Para conquistar a primeira bike, precisei juntar dinheiro fazendo trabalho dos meus colegas de escola, pois além da vontade adolescente, era uma necessidade: ficaria bem mais rápido ir à escola e era compromisso garantido com os colegas, tanto para jogar bola quanto para simplesmente passear. Fiquei quase um ano com ela, e entrou como parte de pagamento numa bike ainda melhor, que foi roubada dentro de um supermercado. O dinheiro foi restituído e deixei para a minha família, que precisava para fechar o aluguel do mês. No mesmo ano, do dia para a noite apareceu uma bike bem detonada no terreno baldio do vizinho, que depois de um “não, não vou usar” tornou-se minha e foi arrumada aos poucos até ter condições de uso, alguns meses depois. Alguns incrementos depois permanece comigo, firme e forte, parceirissima.

Mais que um entretenimento, bikear é outra forma de estarmos conosco, prestando atenção no trânsito, mas contando também só com os próprios pensamentos. É deixar o vento bater e levar as pequenas grandes preocupações, nos deixando refletir mais uma vez sobre as decisões que tomamos, as ideias que queremos construir, as teorias que alimentamos e queremos transformar em prática. É um exercício de bem estar e bom senso, alguns instantes de experimentar uma liberdade que tem muito mais a ver com o desprendimento de nossas escolhas do que com o impacto absorvido sobre tudo que vivemos.
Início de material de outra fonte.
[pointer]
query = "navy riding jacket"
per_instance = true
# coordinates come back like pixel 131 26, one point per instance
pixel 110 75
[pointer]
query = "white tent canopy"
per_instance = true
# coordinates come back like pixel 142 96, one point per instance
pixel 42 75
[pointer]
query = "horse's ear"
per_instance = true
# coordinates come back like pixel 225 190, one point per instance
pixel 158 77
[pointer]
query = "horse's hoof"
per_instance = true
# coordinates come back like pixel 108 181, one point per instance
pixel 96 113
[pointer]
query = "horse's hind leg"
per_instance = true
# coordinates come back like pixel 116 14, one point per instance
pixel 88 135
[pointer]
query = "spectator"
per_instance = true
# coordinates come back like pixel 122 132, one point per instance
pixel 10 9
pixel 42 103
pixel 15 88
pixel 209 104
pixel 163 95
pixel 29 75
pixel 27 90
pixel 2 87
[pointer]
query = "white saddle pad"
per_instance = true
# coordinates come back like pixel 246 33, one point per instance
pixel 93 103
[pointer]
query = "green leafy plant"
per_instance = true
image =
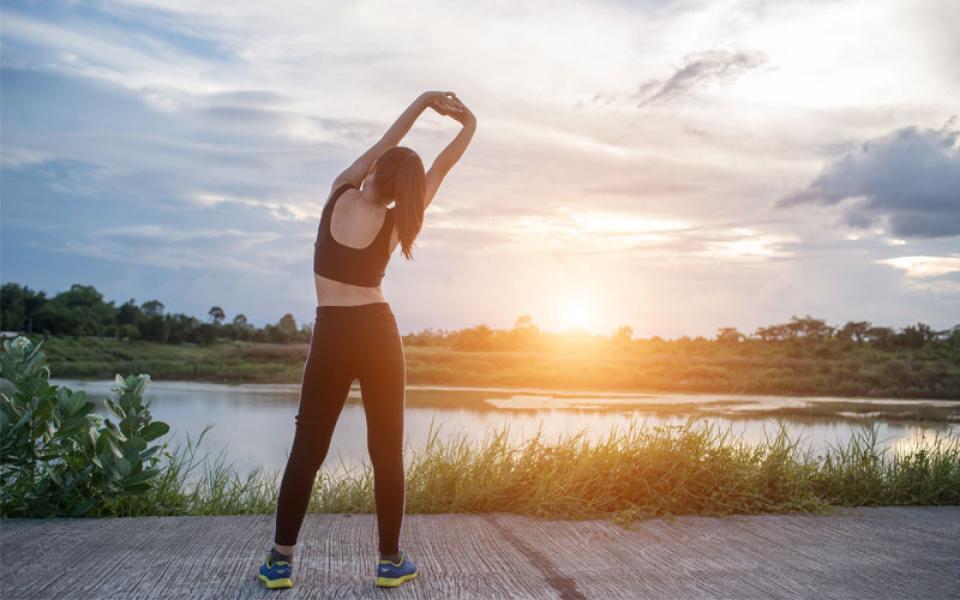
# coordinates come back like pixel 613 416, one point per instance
pixel 57 456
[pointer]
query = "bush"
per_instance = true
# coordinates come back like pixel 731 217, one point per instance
pixel 59 458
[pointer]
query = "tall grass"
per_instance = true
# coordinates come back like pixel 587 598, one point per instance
pixel 633 473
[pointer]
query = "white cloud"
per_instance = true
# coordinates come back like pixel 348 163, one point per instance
pixel 924 266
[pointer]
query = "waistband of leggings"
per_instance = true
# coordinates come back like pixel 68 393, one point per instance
pixel 374 308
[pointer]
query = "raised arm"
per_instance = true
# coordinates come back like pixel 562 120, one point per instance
pixel 454 150
pixel 358 170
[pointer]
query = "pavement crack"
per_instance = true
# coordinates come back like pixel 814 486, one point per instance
pixel 563 585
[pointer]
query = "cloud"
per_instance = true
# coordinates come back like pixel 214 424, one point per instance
pixel 699 69
pixel 925 266
pixel 907 182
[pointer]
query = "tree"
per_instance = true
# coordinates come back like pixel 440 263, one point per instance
pixel 19 306
pixel 216 313
pixel 855 330
pixel 78 311
pixel 287 328
pixel 916 336
pixel 152 308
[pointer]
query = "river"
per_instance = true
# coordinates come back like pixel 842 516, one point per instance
pixel 254 423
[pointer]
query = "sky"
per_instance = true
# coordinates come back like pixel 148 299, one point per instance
pixel 671 166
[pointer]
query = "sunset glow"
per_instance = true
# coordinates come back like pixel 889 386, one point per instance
pixel 696 164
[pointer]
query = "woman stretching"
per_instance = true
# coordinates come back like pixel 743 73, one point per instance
pixel 356 336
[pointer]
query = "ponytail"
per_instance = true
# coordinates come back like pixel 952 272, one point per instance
pixel 400 176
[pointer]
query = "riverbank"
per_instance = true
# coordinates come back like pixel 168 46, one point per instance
pixel 860 373
pixel 852 553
É permitir-se conhecer outros lugares, e reconhecer os locais de sempre através de alturas diferentes, olhares diferentes, velocidades diferentes. É excelente para aprender a dirigir, pois a noção de espaço que pedalar em grandes cidades oferece é igual ou superior a de estar num carro, ainda mais quando o valor do que você tem que proteger [a vida] é o mesmo. Também é correr riscos, ter vontade de xingar muito os motoristas irresponsáveis e torcer para que todo ciclista irresponsável pague por sua incoerência sem que todos sejam julgados e rotulados pela mesma atitude estúpida.
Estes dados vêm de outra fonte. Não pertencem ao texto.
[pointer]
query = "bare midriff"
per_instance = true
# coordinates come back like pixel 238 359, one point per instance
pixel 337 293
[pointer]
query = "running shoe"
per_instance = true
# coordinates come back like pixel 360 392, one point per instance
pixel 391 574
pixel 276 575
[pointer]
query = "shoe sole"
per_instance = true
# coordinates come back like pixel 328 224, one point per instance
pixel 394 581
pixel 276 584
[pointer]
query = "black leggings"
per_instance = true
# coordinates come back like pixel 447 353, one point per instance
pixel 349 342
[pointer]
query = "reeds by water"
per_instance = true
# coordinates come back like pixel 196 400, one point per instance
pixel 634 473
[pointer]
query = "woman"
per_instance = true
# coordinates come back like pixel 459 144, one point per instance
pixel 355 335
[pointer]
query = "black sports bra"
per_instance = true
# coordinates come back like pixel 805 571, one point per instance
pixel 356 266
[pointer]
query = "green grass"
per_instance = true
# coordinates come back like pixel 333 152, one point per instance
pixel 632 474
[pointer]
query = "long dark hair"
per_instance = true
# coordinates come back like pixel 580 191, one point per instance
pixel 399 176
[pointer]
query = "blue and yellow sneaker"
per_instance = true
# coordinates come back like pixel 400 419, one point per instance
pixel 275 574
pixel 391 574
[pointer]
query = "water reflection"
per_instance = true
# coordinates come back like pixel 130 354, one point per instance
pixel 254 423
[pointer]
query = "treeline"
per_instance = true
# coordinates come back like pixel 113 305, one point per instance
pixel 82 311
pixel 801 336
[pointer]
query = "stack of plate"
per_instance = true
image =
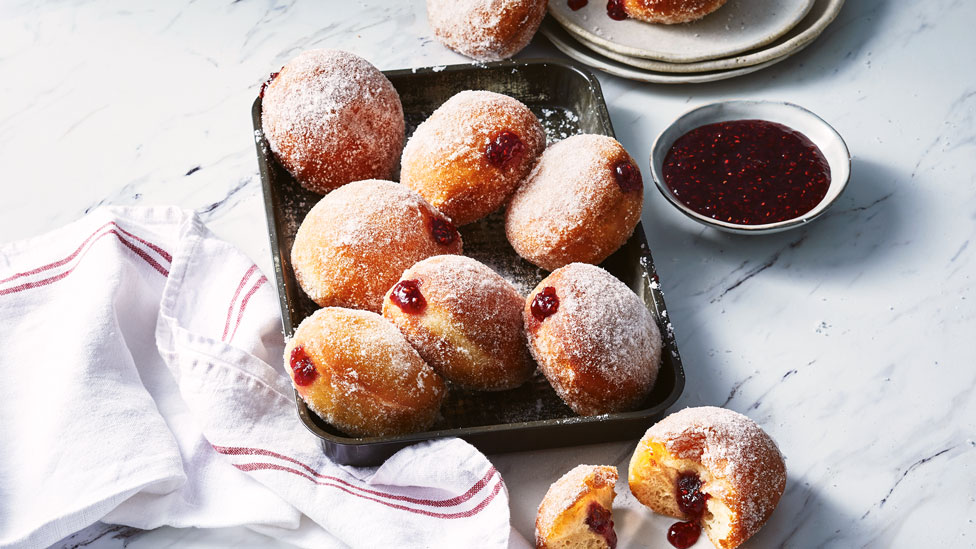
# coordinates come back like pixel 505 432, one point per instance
pixel 742 36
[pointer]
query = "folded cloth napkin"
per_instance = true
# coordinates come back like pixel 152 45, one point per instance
pixel 142 385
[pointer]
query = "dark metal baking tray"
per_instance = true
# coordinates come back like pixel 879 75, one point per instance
pixel 567 99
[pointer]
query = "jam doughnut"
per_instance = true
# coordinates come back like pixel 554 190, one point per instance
pixel 357 372
pixel 576 511
pixel 354 244
pixel 485 30
pixel 580 203
pixel 594 340
pixel 465 320
pixel 710 467
pixel 670 12
pixel 468 157
pixel 330 118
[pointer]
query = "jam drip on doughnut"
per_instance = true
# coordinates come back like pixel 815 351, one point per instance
pixel 443 231
pixel 627 176
pixel 406 295
pixel 691 502
pixel 504 149
pixel 302 367
pixel 616 11
pixel 599 519
pixel 545 303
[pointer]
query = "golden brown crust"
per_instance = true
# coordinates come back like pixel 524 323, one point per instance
pixel 445 159
pixel 354 244
pixel 369 381
pixel 671 12
pixel 332 118
pixel 739 463
pixel 471 329
pixel 571 208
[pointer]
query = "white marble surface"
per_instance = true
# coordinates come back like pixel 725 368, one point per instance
pixel 851 340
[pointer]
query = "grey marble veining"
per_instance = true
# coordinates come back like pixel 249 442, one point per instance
pixel 851 340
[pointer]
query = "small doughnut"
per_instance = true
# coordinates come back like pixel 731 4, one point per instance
pixel 485 30
pixel 356 371
pixel 354 244
pixel 473 151
pixel 330 118
pixel 710 467
pixel 465 320
pixel 577 510
pixel 670 12
pixel 580 203
pixel 594 340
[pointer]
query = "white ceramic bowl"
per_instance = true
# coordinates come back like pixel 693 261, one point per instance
pixel 830 142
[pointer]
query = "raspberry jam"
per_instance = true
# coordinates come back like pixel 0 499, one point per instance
pixel 615 9
pixel 683 534
pixel 443 231
pixel 627 176
pixel 302 368
pixel 748 172
pixel 599 519
pixel 406 295
pixel 545 303
pixel 505 148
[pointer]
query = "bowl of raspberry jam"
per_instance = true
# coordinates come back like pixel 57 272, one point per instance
pixel 751 167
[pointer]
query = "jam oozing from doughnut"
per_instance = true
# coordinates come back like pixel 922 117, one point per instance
pixel 443 231
pixel 683 534
pixel 691 502
pixel 747 172
pixel 406 295
pixel 267 82
pixel 545 303
pixel 599 519
pixel 302 367
pixel 615 9
pixel 627 176
pixel 505 148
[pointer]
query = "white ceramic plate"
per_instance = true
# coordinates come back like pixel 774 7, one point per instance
pixel 830 142
pixel 568 45
pixel 738 26
pixel 821 15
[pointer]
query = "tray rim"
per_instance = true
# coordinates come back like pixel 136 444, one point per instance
pixel 646 262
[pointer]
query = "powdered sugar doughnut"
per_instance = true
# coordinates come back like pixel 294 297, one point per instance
pixel 331 118
pixel 353 245
pixel 670 12
pixel 576 511
pixel 486 30
pixel 356 371
pixel 593 338
pixel 580 203
pixel 710 466
pixel 468 157
pixel 465 320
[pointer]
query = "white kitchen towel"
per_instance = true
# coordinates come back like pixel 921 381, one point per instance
pixel 142 385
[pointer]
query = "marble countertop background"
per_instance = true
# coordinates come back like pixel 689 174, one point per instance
pixel 851 340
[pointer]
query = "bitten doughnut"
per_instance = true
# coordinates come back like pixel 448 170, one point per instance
pixel 580 203
pixel 468 157
pixel 670 12
pixel 353 245
pixel 594 340
pixel 576 511
pixel 485 30
pixel 710 467
pixel 356 371
pixel 465 320
pixel 330 118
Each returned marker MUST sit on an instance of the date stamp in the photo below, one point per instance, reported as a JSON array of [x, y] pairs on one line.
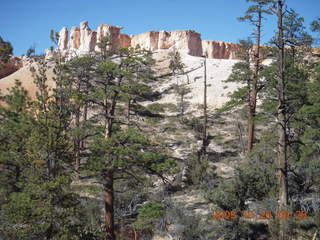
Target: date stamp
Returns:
[[262, 214]]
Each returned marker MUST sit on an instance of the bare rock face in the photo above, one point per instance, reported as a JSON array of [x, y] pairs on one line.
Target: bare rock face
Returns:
[[13, 64], [74, 38], [108, 30], [186, 41], [125, 40], [148, 40], [63, 39], [219, 49], [83, 40], [88, 38]]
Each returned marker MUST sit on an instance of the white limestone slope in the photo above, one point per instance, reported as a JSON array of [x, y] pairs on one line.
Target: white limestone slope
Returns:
[[218, 70]]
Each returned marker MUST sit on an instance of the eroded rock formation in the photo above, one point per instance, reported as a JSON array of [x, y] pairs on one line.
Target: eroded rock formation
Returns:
[[219, 49], [83, 40], [13, 64]]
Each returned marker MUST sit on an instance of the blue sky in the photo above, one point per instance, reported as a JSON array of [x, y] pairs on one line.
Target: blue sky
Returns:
[[28, 22]]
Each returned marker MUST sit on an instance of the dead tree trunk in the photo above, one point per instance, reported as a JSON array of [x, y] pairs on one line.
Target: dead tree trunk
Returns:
[[282, 122], [254, 90]]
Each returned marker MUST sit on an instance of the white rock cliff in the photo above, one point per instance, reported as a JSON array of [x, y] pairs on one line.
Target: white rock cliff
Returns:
[[83, 40]]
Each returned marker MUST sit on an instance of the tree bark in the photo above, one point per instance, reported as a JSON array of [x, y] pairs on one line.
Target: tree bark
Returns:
[[204, 137], [282, 123], [108, 205], [254, 90]]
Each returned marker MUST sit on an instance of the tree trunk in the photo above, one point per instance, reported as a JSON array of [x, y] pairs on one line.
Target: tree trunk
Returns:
[[108, 205], [282, 123], [254, 90], [77, 145], [204, 137]]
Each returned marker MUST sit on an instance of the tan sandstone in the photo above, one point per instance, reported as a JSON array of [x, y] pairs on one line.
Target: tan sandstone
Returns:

É o meu segundo meio de transporte predileto, perdendo para as pernas e ganhando do busum. É a minha opção assim que efetivamente viável ir pro trabalho com ela, o que é mais uma doce ironia quando você cuida de 3 contas relacionadas ao universo automotivo, na publicidade. É o que me ajuda a pensar que o resto é só o resto.

[♫] “Run, run, runaway, runaway, baby / before I put my spell on you…” – Runaway Baby, Bruno Mars.